Physical therapy is initiated within the first week to regain ROM and strengthen active stabilizers through active and active-assisted exercises. Forearm rotation should be performed with 90 degrees of elbow flexion to protect any collateral ligament repairs, and elbow extension exercises are performed with the forearm rotated appropriately to protect collateral repairs (LUCL protected in pronation, MCL protected in supination) or in neutral if both collaterals were involved [1]. Varus and valgus stress, resistive exercises, and weight-bearing are fully restricted for 6 weeks and are gradually permitted after that based on the surgeon’s preference.

Physical therapy is initiated within the first week to regain range of motion

Return-to-play criteria for recreational and/or competitive sports participation are not well-established following surgery for radial head fractures. The operative elbow should be compared with the nonoperative elbow with regard to stability, strength, and ROM and ultimately a joint decision should be made with input from both the patient and the surgeon. Generally, return to play should not be expected earlier than 3 months postoperatively for isolated Mason II fractures after ORIF and no sooner than 6 months for more complex injuries with associated soft tissue repairs.

Complications

Regardless of treatment, the most common complication is stiffness [28]. This is why it is important to work on elbow ROM early in the recovery process. In a large multicenter study, the next most common complications were instability and posttraumatic osteoarthritis, seen in 36.5 and 29.2% of cases, respectively [28]. As expected, recurrent instability was most common after treatment of type III and IV fractures. A large percentage of the patients who developed osteoarthritis were those with type II fractures treated nonoperatively, which is why it is important to counsel young patients regarding this risk if they are considering nonoperative treatment. Next most likely are complications from hardware including painful hardware, hardware restricting ROM, loss of fixation or hardware failure, and RHA prosthesis failure, dislocation, or loosening.

Practical conclusion

  • Radial head fractures can compromise elbow stability and should be viewed as “osteoligamentous” injuries due to their association with damage to the surrounding soft tissues. Both bony and soft tissue injuries must be addressed to restore stability to the elbow joint.

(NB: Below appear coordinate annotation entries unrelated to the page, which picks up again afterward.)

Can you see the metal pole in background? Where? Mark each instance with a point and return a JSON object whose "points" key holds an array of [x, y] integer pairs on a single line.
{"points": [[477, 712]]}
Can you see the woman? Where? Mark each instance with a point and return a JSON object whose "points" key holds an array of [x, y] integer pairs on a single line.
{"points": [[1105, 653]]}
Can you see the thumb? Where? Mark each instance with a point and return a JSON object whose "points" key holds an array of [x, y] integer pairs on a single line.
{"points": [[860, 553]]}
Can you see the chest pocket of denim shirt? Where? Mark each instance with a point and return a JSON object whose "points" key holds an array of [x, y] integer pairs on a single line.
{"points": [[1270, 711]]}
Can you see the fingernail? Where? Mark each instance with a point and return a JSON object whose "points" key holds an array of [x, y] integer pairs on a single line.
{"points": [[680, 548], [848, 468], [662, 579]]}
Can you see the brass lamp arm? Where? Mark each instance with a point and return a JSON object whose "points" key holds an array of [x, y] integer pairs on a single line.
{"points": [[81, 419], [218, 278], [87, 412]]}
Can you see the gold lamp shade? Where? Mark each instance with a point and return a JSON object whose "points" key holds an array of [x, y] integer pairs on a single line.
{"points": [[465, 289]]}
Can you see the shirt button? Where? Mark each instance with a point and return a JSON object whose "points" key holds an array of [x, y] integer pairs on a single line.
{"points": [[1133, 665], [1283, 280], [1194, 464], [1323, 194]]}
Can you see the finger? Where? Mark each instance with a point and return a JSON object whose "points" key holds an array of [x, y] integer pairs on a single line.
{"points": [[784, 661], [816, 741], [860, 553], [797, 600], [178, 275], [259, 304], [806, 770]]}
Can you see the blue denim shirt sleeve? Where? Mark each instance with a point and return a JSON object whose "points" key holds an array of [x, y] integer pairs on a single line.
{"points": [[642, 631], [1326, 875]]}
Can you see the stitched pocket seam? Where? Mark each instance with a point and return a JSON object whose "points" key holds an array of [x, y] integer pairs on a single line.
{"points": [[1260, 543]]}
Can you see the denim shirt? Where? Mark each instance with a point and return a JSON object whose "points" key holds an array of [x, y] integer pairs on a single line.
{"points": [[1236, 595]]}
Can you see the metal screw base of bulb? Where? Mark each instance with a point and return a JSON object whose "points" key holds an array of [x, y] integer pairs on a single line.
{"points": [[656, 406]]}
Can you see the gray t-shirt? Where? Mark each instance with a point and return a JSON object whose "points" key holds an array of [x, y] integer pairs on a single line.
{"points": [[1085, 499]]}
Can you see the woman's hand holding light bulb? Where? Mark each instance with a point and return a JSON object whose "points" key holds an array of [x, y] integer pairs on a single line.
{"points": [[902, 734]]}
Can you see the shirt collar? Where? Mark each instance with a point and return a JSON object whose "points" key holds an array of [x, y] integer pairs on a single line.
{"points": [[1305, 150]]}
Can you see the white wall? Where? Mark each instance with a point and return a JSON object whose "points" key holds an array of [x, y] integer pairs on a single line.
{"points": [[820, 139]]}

  • Conservative management should be pursued for type I injuries with an emphasis on early range of motion to prevent stiffness.

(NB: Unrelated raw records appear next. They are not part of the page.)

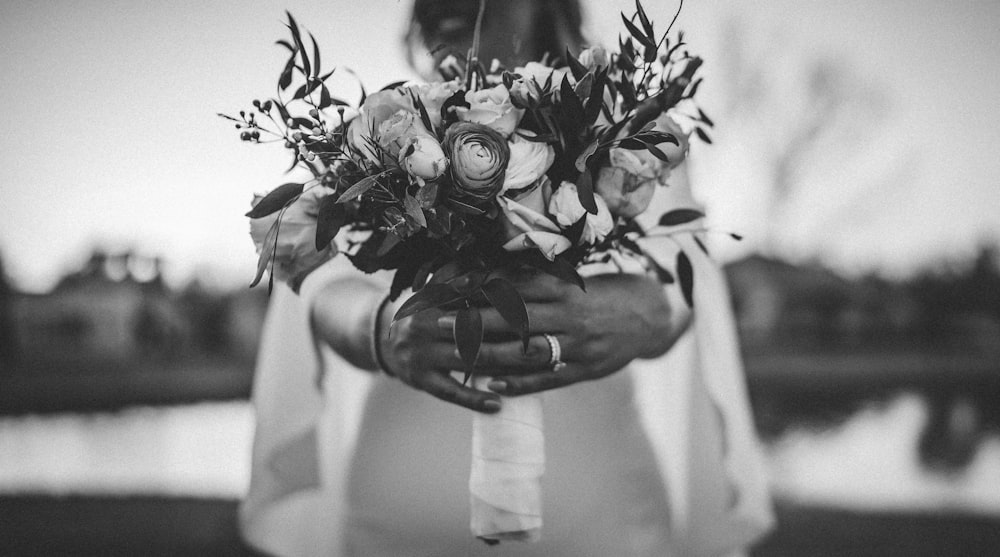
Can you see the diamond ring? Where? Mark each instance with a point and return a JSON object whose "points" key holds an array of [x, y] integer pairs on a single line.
{"points": [[555, 360]]}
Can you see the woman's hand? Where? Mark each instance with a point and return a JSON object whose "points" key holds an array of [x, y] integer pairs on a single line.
{"points": [[422, 355], [619, 318], [415, 351]]}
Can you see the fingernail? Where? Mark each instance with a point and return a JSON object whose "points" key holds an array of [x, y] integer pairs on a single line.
{"points": [[497, 386], [446, 322]]}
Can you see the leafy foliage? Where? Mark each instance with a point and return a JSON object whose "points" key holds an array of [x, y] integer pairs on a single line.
{"points": [[367, 191]]}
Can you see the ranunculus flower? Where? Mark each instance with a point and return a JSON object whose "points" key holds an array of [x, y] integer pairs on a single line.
{"points": [[526, 225], [566, 208], [479, 157], [295, 255], [529, 161], [492, 107], [433, 96], [628, 183], [594, 57]]}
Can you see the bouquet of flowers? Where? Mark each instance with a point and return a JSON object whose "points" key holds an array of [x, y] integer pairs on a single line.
{"points": [[491, 168]]}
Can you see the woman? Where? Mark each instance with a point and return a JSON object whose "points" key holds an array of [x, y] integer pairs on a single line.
{"points": [[656, 458]]}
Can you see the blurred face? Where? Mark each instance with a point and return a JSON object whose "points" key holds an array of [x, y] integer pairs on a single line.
{"points": [[507, 29]]}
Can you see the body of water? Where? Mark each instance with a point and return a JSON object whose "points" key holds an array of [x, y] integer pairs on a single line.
{"points": [[868, 463]]}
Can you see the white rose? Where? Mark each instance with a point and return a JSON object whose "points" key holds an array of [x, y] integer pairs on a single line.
{"points": [[433, 95], [528, 228], [540, 72], [529, 161], [566, 208], [492, 108]]}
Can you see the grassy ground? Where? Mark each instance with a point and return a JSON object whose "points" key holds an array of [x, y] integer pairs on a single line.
{"points": [[156, 526]]}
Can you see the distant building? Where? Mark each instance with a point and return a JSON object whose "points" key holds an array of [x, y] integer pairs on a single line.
{"points": [[115, 308]]}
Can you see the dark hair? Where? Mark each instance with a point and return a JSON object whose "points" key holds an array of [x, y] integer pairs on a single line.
{"points": [[554, 26]]}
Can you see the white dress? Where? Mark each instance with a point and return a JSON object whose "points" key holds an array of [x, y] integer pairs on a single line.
{"points": [[658, 459]]}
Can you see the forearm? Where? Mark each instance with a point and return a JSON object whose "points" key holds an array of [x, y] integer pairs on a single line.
{"points": [[343, 316]]}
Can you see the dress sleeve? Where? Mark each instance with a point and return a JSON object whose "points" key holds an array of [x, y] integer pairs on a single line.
{"points": [[306, 400], [701, 421]]}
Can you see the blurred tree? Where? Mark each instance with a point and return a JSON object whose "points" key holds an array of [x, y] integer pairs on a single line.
{"points": [[8, 344]]}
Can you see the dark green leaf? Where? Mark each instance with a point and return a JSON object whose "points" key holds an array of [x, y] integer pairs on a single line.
{"points": [[578, 69], [468, 332], [680, 216], [585, 191], [331, 216], [701, 245], [275, 200], [315, 55], [358, 189], [581, 161], [656, 152], [584, 86], [694, 87], [286, 75], [267, 250], [430, 296], [685, 273], [663, 274], [461, 207], [413, 209], [644, 20], [390, 241], [508, 302], [704, 118], [639, 36], [631, 144], [325, 99], [572, 107], [300, 46]]}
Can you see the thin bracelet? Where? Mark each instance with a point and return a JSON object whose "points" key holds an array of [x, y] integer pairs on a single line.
{"points": [[375, 337]]}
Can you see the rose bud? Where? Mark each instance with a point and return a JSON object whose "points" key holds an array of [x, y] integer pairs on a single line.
{"points": [[529, 161], [525, 92], [675, 153], [566, 208], [479, 157], [378, 108], [433, 96], [423, 159], [526, 226], [492, 107], [595, 57], [628, 183]]}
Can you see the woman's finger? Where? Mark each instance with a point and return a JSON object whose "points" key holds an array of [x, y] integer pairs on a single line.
{"points": [[443, 386], [510, 358], [542, 318], [515, 385]]}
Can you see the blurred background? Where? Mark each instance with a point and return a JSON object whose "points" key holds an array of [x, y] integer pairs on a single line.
{"points": [[854, 151]]}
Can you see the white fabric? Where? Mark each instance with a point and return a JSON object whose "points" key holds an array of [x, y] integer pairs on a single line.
{"points": [[692, 403]]}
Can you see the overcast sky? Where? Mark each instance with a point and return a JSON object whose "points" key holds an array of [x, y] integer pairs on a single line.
{"points": [[111, 136]]}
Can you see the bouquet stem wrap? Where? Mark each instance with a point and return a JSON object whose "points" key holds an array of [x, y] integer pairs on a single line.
{"points": [[508, 459]]}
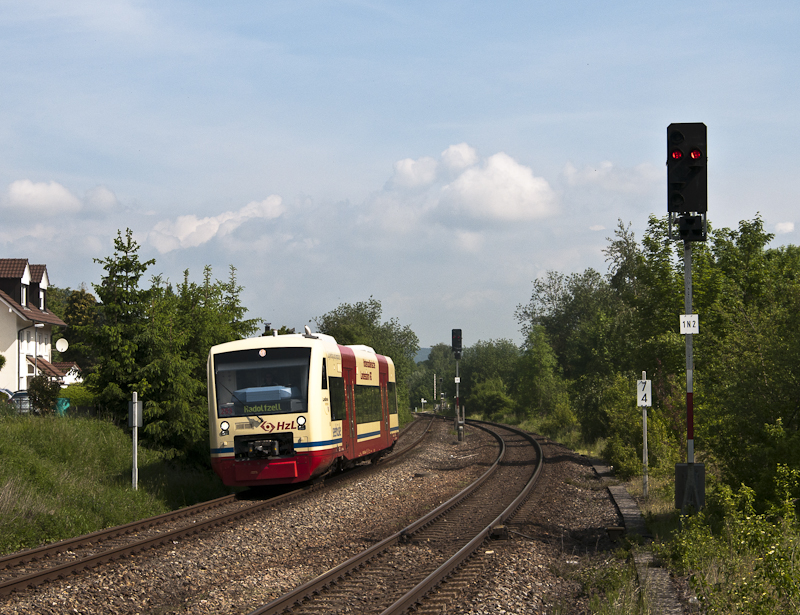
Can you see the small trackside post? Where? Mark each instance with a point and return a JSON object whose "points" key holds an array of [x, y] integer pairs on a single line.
{"points": [[135, 421], [644, 399]]}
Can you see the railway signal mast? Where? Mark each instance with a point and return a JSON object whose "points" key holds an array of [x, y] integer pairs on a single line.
{"points": [[687, 206], [456, 346]]}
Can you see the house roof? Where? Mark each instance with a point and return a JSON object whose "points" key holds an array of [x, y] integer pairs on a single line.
{"points": [[13, 267], [38, 272], [31, 312], [65, 366], [45, 367]]}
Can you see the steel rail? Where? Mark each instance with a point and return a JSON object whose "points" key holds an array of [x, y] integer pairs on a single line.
{"points": [[436, 577], [67, 544], [297, 595], [62, 570]]}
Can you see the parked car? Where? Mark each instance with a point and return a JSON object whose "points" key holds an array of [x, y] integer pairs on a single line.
{"points": [[22, 401]]}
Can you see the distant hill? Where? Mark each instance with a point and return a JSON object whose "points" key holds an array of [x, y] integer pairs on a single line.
{"points": [[422, 355]]}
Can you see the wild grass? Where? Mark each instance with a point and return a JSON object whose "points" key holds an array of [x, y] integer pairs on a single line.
{"points": [[65, 476]]}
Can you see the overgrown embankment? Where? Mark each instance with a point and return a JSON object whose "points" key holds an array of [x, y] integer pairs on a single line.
{"points": [[66, 476]]}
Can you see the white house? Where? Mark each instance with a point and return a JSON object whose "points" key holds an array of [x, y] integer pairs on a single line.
{"points": [[26, 326]]}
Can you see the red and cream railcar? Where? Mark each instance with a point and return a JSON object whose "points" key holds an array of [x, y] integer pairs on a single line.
{"points": [[289, 408]]}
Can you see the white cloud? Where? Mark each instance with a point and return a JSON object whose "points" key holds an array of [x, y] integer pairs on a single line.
{"points": [[500, 189], [100, 199], [459, 157], [470, 241], [40, 198], [190, 231], [410, 173]]}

  • Type II fractures can generally be treated with either conservative management or open reduction internal fixation (ORIF), both provide good functional outcomes. However, young patients should be aware that there is potentially an increased risk of posttraumatic osteoarthritis with nonoperative treatment of type II fractures.

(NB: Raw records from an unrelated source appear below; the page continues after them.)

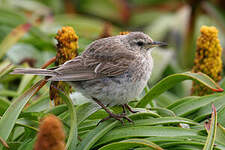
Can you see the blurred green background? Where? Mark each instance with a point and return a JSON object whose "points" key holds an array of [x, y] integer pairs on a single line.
{"points": [[176, 22]]}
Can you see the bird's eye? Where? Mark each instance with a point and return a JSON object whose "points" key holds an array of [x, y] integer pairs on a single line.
{"points": [[140, 43]]}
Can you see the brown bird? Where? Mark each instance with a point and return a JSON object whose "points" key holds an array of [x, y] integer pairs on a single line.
{"points": [[111, 71]]}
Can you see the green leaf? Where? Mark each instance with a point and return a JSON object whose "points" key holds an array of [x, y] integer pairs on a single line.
{"points": [[163, 121], [172, 80], [221, 115], [191, 106], [145, 131], [220, 134], [212, 132], [9, 118], [5, 68], [4, 104], [129, 144], [72, 138], [94, 135]]}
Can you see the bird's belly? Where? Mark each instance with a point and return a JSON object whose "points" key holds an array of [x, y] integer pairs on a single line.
{"points": [[114, 90]]}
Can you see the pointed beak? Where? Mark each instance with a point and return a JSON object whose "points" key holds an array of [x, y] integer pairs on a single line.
{"points": [[160, 44]]}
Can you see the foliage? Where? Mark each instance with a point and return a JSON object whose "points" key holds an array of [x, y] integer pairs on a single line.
{"points": [[167, 118]]}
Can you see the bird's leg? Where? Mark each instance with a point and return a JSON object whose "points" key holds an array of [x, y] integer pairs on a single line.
{"points": [[128, 107], [118, 117]]}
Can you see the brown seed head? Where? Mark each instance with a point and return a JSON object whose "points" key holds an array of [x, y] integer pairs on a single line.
{"points": [[51, 135]]}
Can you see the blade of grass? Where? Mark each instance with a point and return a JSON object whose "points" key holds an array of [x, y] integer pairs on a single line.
{"points": [[72, 138], [172, 80], [145, 131], [212, 132], [131, 143], [10, 116]]}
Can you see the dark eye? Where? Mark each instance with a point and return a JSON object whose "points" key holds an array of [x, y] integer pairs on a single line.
{"points": [[140, 43]]}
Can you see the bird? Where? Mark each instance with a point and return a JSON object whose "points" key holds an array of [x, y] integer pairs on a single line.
{"points": [[111, 71]]}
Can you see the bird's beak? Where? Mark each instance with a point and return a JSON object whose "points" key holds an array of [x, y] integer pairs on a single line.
{"points": [[160, 44]]}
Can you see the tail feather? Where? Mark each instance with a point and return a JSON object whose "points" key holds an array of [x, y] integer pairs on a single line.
{"points": [[43, 72]]}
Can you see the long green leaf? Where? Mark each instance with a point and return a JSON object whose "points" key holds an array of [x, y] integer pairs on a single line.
{"points": [[4, 104], [145, 131], [72, 138], [94, 135], [212, 132], [129, 144], [191, 106], [10, 116], [172, 80]]}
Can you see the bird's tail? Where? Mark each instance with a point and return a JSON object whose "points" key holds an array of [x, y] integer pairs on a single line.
{"points": [[35, 71]]}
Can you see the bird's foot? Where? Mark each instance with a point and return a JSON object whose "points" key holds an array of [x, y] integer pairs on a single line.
{"points": [[118, 117]]}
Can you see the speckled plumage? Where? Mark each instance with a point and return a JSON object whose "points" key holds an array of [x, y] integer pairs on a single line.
{"points": [[113, 70]]}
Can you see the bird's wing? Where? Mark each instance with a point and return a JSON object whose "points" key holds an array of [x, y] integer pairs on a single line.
{"points": [[96, 62]]}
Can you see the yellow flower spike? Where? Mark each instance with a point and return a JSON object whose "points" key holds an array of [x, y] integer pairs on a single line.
{"points": [[207, 58], [67, 49]]}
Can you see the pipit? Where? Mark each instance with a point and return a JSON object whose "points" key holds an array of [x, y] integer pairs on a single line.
{"points": [[111, 71]]}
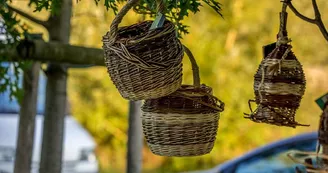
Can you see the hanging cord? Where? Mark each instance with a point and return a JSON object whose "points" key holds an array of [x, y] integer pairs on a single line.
{"points": [[160, 6], [282, 35]]}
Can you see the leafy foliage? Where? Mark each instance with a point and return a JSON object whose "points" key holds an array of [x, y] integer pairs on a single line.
{"points": [[11, 32], [176, 10]]}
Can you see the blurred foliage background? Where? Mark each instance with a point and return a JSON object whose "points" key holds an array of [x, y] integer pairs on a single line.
{"points": [[228, 52]]}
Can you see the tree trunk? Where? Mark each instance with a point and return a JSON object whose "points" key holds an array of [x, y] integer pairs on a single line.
{"points": [[56, 52], [55, 109], [135, 139], [24, 147]]}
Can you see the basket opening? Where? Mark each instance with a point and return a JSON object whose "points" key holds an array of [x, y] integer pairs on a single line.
{"points": [[138, 31]]}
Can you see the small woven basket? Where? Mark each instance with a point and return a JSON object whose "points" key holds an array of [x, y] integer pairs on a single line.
{"points": [[143, 63], [323, 128], [183, 123], [279, 85]]}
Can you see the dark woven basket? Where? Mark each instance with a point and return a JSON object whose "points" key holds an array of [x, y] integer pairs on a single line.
{"points": [[279, 85], [183, 123], [143, 63]]}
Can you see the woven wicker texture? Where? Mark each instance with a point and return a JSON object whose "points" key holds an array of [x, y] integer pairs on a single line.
{"points": [[279, 84], [323, 127], [143, 63], [184, 123]]}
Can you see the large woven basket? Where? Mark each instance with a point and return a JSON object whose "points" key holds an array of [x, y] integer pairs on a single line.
{"points": [[279, 85], [143, 63], [183, 123]]}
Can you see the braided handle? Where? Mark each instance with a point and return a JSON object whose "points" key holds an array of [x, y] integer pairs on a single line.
{"points": [[195, 69], [118, 19]]}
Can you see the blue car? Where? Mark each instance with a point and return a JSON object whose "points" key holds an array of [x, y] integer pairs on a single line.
{"points": [[78, 152], [271, 158]]}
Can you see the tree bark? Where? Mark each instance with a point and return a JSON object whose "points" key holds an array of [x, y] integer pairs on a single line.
{"points": [[54, 120], [24, 147], [135, 139], [55, 52]]}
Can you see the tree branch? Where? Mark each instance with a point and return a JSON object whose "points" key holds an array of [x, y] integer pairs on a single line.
{"points": [[317, 20], [27, 16], [298, 14]]}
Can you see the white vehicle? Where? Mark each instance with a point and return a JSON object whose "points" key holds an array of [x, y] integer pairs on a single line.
{"points": [[78, 152]]}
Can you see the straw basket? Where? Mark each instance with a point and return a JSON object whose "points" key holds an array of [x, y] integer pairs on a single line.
{"points": [[279, 85], [183, 123], [143, 63]]}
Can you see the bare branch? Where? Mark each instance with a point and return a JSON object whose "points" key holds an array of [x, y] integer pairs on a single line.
{"points": [[27, 16], [317, 20], [298, 14], [316, 9]]}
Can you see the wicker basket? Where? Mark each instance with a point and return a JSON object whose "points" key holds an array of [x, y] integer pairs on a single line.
{"points": [[183, 123], [279, 85], [143, 63]]}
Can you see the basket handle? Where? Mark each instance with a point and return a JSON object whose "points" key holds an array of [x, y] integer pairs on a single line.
{"points": [[195, 69], [118, 19]]}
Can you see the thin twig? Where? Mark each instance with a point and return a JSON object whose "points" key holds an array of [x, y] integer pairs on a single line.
{"points": [[27, 16], [317, 20], [298, 14]]}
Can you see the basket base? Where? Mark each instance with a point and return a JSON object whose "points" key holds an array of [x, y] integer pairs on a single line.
{"points": [[181, 150]]}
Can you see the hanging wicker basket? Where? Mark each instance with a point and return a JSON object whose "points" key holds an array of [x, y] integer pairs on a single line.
{"points": [[143, 63], [279, 85], [183, 123]]}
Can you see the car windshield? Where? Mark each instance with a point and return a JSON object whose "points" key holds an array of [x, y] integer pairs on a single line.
{"points": [[276, 160], [10, 104]]}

  • Controversy remains regarding best treatment for Mason III and IV injuries. While good outcomes in young, active patients are achievable with both ORIF and radial head arthroplasty, complication rates appear to be higher for arthroplasty in this population and newer radial head-specific plating systems likely allow for good outcomes with ORIF of fractures that have more fragments than the conventional limit of three.